SARS-CoV-2 wastewater cryptic variant detection pipeline.
git clone https://github.com/dylanpilz/cryptic-variants.git
cd cryptic-variants
conda env create -f environment.yml
conda activate cryptic-variants
mamba create -n cryptic-variants
mamba env update -n cryptic-variants --file environment.yml
mamba activate cryptic-variants
To access data from GISAID, you must have a GISAID account. In order to authenticate your credentials, run the following command:
python -c "from outbreak_data import authenticate_user; authenticate_user.authenticate_new_user()"
This will provide a link prompting you to enter your GISAID username and password. Once completed, your token will be saved and you will not need to authenticate again.
nextflow run main.nf -entry [from_fastq|from_bam] --input_dir <path/to/input/dir> --output_dir <path/to/output/dir>
Set -entry
to from_fastq
if you are providing paired fastq files, or from_bam
if you are providing aligned bam files. In the output directory, you will find a cryptic_variants
directory containing potential cryptic variants, as well as a covariants
directory containing the output from freyja covariants
for the provided samples (see freyja).
--ref <path/to/reference.fasta>
Reference genome to use for alignment and covariant detection
(default: data/NC_045512.2_Hu-1.fasta)
--gff_file <path/to/gff_file.gff>
GFF file containing gene annotations
(default: data/NC_045512.2_Hu-1.gff)
--primer_bed <path/to/primer.bed>
BED file containing primer locations for primer trimming
(default: data/nCoV-2019_v3.primer.bed)
--skip_trimming <true|false>
Whether or not to trim primer sequences from reads. If true, primer
trimming will be skipped.
(default: false)
--min_site <int>
Minimum genomic site to consider for cryptic variant detection
(default: 22556) (RBD start)
--max_site <int>
Maximum genomic site to consider for cryptic variant detection
(default: 23156) (RBD end)
--min_WW_count <int>
Minimum number of wastewater hits to consider a cluster of
variants in a given sample
(default: 30)
--max_clinical_count <int>
Maximum number of clinical hits for a variant to be considered
cryptic
(default: 5)
--location_id <str>
Location ID to query from GISAID
(default: 'global')
The pipeline produces two output directories: cryptic_variants
and covariants
. The cryptic_variants
directory will contain a {sample}.covariants.cryptic.tsv
for each sample in the input directory. This file contains the following columns:
Covariants
Mutation cluster detected
WW_Count
Number of wastewater hits for the mutation cluster in this sample
Clinical_Count
Number of clinical hits for the mutation cluster in this sample
Lineages
Lineages associated with the mutation cluster (if any)

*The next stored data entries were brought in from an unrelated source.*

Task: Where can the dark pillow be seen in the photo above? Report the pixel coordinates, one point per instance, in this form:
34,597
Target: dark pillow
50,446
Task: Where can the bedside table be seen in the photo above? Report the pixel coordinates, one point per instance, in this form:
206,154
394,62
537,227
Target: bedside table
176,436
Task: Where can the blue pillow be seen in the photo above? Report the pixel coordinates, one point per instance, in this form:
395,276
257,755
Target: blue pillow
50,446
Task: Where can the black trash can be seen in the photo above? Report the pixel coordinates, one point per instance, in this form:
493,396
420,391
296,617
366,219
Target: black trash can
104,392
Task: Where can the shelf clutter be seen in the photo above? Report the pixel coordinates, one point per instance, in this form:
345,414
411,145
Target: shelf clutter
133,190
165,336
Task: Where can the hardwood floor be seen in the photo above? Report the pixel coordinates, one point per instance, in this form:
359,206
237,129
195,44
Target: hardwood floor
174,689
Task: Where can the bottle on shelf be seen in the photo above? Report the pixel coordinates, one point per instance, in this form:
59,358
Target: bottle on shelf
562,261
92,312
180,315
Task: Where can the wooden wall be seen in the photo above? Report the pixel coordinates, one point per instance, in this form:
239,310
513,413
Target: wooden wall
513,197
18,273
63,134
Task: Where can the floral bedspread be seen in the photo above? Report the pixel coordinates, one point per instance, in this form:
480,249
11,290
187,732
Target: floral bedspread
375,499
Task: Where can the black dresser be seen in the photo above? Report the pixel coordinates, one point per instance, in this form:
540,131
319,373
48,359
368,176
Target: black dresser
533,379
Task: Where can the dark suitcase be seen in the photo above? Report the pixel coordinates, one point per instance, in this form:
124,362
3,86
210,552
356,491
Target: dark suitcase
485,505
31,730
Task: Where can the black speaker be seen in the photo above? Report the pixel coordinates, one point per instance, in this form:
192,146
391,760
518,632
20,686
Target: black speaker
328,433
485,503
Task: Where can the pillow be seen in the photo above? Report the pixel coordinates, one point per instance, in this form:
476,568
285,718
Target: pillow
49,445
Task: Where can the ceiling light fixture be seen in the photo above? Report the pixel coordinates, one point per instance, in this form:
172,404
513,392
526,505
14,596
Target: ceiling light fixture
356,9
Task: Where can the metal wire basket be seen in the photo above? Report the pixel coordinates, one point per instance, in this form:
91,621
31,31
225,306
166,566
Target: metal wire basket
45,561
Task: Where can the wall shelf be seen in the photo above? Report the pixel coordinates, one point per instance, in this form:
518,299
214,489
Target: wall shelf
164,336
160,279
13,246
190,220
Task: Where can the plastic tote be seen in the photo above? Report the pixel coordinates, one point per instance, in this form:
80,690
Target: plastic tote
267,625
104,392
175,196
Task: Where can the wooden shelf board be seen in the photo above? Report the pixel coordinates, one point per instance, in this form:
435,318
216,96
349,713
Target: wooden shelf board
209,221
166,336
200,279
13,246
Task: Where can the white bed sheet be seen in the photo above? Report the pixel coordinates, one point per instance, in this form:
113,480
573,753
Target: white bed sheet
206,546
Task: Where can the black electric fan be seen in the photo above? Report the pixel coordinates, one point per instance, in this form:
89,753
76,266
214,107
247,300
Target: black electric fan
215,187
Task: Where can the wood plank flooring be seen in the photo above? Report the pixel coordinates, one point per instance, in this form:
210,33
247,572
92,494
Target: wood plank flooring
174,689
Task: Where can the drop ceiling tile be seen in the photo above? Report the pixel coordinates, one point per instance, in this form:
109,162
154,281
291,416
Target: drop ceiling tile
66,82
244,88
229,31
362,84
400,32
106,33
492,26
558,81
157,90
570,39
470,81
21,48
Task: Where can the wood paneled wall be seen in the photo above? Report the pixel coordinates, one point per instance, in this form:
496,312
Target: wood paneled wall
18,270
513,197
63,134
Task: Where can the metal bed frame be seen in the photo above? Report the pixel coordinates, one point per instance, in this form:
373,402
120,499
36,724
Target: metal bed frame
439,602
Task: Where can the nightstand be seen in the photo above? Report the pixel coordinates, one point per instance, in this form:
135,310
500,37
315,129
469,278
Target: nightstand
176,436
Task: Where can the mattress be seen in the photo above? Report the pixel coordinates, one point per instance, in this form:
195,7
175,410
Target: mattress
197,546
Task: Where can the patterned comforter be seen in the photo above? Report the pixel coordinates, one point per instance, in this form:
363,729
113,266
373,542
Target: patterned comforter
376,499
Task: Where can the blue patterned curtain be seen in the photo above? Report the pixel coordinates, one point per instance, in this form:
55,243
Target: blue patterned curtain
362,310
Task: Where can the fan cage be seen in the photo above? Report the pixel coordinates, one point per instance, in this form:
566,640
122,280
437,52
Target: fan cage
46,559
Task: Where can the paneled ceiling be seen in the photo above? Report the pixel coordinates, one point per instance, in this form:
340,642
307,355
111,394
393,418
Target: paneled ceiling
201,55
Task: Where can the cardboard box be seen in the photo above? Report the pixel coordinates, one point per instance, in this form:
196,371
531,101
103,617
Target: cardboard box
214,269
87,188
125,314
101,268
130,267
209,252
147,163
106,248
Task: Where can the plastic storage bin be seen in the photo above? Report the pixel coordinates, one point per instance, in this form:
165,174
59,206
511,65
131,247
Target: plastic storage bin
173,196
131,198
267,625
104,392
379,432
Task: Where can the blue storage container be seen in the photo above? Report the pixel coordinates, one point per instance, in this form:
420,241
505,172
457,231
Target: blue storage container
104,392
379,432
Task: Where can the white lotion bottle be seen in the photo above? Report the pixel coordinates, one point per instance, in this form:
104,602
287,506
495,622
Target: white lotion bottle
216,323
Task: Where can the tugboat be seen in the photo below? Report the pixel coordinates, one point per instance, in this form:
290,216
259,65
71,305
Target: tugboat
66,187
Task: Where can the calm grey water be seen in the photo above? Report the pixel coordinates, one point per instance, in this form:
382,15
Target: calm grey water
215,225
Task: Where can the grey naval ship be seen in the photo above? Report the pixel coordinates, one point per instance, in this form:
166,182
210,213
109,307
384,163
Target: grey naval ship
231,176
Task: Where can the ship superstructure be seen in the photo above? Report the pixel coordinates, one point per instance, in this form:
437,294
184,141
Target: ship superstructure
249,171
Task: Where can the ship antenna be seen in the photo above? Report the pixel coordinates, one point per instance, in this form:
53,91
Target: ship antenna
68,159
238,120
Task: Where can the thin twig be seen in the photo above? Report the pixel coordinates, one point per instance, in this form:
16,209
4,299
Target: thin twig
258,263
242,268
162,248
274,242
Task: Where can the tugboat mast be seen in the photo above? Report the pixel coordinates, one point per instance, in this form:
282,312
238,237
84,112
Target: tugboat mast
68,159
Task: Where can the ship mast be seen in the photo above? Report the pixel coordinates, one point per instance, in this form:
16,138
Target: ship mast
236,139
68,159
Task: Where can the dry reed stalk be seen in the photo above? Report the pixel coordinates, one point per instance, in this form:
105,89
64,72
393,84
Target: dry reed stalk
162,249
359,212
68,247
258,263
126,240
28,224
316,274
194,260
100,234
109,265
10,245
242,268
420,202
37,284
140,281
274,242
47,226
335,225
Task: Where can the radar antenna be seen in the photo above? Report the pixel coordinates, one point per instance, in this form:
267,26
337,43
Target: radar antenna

Covariants WW_Count Clinical_Count Lineages
['S:G416E', 'S:K417N', 'S:N440K', 'S:L452Q'] 12 0 NA
['S:K417N', 'S:S438P', 'S:N440K', 'S:L452Q'] 14 0 NA
['S:K417N', 'S:Y421H', 'S:N440K', 'S:L452Q'] 11 0 NA
['S:G416G', 'S:K417N', 'S:N440K', 'S:L452Q'] 11 2 ['ba.2.12.1']
['S:K417N', 'S:N440K', 'S:G446G', 'S:L452Q'] 14 2 ['bg.5']
['S:K417N', 'S:N440K', 'S:L452Q', 'S:F456F'] 15 2 ['ba.2.12.1']
The covariants
directory contains the raw output from freyja covariants.